Adding things like cayanne pepper can keep things interesting, also seasoning with kosher salt or himalayan rock salt will make a bitter brownie seem more sweet. add nuts or grains, fruit, organic peanut butter, whatever you like really.

make sure it's raw cacAo not cocoa. the former is super good for you, the latter is refined and full of preservatives and additives.

you can add raw cacao butter to make them set harder as well.
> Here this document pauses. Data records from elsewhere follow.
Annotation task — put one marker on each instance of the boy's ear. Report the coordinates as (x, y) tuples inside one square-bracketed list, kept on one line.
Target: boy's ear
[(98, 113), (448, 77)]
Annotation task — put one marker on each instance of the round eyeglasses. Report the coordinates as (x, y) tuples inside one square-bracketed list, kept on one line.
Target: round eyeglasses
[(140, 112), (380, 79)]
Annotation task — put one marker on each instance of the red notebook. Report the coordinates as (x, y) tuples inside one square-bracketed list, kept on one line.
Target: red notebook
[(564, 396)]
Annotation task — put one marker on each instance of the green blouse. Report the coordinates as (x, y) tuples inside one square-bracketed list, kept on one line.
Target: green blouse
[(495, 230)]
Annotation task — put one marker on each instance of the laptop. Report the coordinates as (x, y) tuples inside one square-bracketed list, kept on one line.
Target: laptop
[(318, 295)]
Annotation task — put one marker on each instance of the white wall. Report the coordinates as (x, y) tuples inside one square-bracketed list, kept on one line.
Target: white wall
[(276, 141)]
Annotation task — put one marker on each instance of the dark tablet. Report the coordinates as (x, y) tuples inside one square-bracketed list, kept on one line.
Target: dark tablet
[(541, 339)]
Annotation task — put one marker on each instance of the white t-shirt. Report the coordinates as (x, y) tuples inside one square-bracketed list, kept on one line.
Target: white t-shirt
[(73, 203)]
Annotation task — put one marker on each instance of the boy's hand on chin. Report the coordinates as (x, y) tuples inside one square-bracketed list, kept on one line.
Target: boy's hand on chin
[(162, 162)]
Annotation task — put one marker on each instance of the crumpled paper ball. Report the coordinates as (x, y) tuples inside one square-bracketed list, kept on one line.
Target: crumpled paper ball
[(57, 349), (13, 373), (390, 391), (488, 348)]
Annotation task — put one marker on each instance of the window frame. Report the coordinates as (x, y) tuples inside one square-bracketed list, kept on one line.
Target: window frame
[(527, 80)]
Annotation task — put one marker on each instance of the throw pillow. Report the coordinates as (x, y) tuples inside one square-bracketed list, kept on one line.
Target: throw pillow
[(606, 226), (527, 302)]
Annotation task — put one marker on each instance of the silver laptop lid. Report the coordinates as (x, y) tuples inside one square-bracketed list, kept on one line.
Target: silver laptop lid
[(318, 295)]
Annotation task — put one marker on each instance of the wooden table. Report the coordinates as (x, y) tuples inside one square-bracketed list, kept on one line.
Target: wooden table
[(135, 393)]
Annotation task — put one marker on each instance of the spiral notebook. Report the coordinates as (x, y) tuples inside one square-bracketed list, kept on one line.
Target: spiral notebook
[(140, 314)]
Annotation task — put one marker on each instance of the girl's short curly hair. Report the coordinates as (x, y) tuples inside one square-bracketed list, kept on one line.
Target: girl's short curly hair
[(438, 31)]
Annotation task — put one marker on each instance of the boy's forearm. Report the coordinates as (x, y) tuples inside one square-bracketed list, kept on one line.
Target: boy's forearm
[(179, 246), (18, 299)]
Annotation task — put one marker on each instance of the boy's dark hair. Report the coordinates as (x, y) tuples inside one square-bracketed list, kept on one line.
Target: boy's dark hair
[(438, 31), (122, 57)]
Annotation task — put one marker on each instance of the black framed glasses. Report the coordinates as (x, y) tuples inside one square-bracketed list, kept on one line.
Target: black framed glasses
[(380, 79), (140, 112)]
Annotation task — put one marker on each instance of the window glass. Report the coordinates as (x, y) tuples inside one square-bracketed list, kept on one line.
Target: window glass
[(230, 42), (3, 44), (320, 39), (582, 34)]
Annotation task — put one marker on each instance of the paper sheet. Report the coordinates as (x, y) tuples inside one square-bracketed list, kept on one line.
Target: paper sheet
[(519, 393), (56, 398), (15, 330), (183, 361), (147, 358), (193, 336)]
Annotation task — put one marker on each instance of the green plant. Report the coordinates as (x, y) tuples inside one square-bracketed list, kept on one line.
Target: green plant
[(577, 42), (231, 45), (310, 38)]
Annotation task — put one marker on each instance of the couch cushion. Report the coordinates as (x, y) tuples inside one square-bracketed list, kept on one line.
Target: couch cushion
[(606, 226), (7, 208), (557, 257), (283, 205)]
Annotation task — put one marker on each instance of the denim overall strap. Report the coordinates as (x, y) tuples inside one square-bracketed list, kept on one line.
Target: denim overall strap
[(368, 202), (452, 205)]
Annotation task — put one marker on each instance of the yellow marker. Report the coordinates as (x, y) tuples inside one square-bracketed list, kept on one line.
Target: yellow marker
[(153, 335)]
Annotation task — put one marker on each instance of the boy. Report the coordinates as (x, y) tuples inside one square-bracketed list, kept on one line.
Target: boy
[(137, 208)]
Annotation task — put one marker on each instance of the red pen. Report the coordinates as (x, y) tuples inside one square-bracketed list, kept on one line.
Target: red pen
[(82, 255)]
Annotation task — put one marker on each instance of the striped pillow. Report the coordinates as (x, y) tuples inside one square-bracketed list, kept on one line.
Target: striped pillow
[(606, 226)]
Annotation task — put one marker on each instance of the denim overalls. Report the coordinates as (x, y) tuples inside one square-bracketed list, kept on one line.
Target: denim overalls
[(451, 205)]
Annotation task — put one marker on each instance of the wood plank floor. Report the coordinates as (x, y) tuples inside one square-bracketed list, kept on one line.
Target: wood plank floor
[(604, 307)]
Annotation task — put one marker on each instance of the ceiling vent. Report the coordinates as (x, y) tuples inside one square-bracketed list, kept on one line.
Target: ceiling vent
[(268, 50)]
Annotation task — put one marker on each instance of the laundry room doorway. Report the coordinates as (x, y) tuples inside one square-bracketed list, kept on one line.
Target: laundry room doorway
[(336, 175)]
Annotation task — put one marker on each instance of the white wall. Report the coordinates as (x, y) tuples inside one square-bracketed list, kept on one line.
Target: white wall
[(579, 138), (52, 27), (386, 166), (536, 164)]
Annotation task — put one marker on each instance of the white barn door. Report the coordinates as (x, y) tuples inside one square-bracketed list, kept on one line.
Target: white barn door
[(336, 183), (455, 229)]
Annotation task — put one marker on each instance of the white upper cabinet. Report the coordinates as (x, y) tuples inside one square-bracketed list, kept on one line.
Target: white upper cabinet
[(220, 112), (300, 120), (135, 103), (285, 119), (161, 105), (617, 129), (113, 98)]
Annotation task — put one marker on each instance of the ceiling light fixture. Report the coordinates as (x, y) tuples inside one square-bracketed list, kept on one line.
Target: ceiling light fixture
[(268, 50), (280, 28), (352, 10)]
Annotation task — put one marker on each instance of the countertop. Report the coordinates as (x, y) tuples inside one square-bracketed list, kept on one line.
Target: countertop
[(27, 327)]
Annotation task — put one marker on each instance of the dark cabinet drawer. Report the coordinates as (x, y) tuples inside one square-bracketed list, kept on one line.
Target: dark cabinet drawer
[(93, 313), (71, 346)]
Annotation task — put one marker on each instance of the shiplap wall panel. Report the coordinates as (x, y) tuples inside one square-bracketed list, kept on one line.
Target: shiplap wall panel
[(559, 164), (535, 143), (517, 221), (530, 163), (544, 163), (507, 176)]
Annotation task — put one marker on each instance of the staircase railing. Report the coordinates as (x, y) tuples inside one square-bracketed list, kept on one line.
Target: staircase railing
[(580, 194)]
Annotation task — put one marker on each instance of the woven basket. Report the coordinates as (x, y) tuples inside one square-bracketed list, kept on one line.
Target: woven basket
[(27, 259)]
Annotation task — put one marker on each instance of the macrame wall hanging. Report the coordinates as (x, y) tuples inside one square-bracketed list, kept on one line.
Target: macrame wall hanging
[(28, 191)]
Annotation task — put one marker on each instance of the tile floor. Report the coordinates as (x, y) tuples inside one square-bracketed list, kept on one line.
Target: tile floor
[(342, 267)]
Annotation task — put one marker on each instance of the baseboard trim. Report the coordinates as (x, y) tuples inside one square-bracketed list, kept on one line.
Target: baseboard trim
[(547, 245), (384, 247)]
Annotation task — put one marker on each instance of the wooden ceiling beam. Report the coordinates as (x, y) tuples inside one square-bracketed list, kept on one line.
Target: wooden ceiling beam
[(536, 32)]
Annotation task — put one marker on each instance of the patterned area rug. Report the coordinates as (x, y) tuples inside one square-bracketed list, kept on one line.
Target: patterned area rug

if you want to make cupcakes, make the same recipe as above, but use an avocado icing and garnish them up with strawberries or nuts. to make the choc avocado icing, blend 1 avocado with some cacao, and maple syrup or similar.


----------



## veggie45 (Jan 28, 2013)

Thanks for the info! I haven't been to culinary school and am actually looking to create vegan, gluten free desserts. I know vegan baking is tough in and of itself, so when I add gluten free to the mix, I feel like I'd have to spend weeks or possibly months perfecting a good recipe.  I was thinking of just paying a chef instead, since I'm sure it would take him/her 1/10 of the time it would take me.  Does anyone know approximately how much chefs usually get paid for each recipe they create? Thanks!


----------



## carrionshine211 (Feb 11, 2013)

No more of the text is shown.